Hunting for Hemlocks

Ken Donny-Clark stands in a forestIn partnership with the Highlands Biological Station and with permission from the U.S. Forest Service and private landowners, Ken Donny-Clark ‘22 spent the fall 2022 semester searching for Carolina hemlocks along Laurel Knob — the tallest continuous cliff face in the eastern United States, towering at 1,200 feet. Overall, he found more than 30 Carolina hemlocks on the rocky outcropping. But it wasn’t easy.

“There’s a lot of bushwhacking involved,” he said with a laugh. “But I feel like I’ve really earned the data once I’ve gotten it.”

When sampling trees, Donny-Clark removed two cores from each one — a minimally invasive process that does little damage.

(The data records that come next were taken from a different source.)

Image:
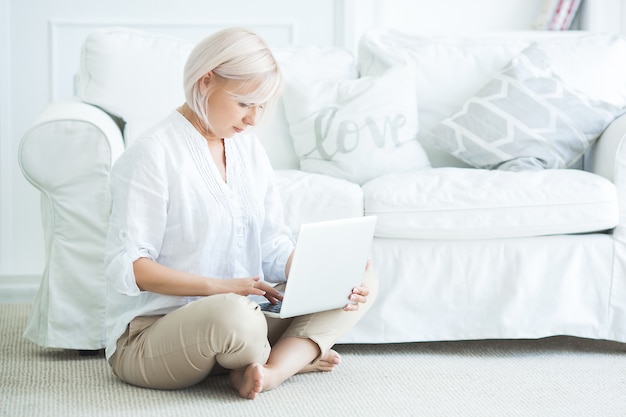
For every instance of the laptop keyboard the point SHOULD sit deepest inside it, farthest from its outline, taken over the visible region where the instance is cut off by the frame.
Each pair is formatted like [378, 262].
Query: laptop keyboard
[271, 308]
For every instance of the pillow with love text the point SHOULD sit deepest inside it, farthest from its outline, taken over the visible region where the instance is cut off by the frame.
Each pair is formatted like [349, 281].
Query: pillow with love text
[356, 130]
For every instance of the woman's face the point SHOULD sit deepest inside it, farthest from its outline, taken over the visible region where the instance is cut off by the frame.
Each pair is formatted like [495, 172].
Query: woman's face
[226, 114]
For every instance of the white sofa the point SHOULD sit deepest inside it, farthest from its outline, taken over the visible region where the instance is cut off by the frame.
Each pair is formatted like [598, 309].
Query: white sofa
[464, 250]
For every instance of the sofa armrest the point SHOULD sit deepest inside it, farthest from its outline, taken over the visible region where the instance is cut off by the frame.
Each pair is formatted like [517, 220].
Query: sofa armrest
[67, 154]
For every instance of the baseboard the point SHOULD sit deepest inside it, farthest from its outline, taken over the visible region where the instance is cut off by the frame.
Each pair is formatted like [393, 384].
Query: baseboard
[18, 289]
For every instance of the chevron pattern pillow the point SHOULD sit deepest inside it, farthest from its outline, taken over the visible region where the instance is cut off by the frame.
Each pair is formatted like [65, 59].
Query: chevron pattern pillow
[524, 118]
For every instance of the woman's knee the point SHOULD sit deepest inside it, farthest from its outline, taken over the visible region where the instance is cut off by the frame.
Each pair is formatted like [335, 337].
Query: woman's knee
[233, 313]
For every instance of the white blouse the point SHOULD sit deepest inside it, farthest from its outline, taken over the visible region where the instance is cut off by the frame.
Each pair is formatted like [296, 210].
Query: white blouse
[170, 204]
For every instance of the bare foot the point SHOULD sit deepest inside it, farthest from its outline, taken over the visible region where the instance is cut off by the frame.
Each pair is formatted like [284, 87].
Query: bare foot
[248, 382]
[325, 364]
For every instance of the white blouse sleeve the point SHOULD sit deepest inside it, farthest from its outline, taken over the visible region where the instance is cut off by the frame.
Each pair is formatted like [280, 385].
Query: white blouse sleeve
[138, 215]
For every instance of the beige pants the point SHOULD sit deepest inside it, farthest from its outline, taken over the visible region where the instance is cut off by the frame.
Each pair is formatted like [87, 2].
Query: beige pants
[225, 331]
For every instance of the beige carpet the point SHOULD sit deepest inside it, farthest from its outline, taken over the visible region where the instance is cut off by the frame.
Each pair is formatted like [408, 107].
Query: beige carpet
[549, 377]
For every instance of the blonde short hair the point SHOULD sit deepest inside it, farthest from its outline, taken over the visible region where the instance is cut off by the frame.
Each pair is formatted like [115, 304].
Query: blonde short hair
[233, 54]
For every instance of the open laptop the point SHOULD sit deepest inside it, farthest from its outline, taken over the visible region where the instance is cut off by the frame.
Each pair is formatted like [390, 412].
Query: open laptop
[329, 260]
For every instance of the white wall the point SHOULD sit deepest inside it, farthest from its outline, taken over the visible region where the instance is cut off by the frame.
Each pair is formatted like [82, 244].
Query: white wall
[39, 41]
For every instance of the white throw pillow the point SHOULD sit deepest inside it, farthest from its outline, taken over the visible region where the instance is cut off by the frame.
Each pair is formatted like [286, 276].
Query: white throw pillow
[356, 130]
[524, 118]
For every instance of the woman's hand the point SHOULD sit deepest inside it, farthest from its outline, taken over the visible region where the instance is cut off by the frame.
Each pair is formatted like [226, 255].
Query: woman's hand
[358, 295]
[252, 286]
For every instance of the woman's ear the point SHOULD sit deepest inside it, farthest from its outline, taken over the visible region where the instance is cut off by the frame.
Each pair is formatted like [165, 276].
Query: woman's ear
[208, 77]
[205, 82]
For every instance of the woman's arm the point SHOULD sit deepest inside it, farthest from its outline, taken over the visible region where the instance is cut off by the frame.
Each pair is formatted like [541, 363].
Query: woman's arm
[154, 277]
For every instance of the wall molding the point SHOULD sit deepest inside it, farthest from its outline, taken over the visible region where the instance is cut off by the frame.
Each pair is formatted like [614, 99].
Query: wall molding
[7, 154]
[65, 37]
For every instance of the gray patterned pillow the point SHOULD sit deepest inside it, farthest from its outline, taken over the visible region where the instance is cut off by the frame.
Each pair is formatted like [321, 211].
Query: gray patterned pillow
[524, 118]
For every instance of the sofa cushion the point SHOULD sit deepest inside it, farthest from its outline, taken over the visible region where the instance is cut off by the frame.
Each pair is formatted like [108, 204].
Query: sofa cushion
[309, 197]
[468, 203]
[450, 69]
[356, 129]
[524, 118]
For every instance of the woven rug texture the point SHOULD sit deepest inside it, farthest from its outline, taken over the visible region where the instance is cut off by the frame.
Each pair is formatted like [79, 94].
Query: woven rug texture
[559, 376]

Along with the cores he took a series of measurements: the direction he faced when he collected the core, the width of the tree, and the height from the ground to the core site. Then he returned to the lab, where he dried the cores before putting them under a microscope to reconstruct them like a jigsaw puzzle, because most fall apart during the extraction process.

Using a software called CooRecorder, he measured the width of individual rings of the core to build a history for that tree. Tree rings not only inform researchers about the age of a tree, but the weather patterns that existed as it grew — a field called dendrochronology.

He uploaded this data to an online database so that other researchers can access the data.

Finding the optimal climates for these trees to grow can aid conservation efforts by providing the best locations for planting trees to help restore the population.

“We don’t really know much about the growth of Carolina hemlocks and how they’re influenced by climate, so that’s what we’re trying to figure out here,” Donny-Clark said.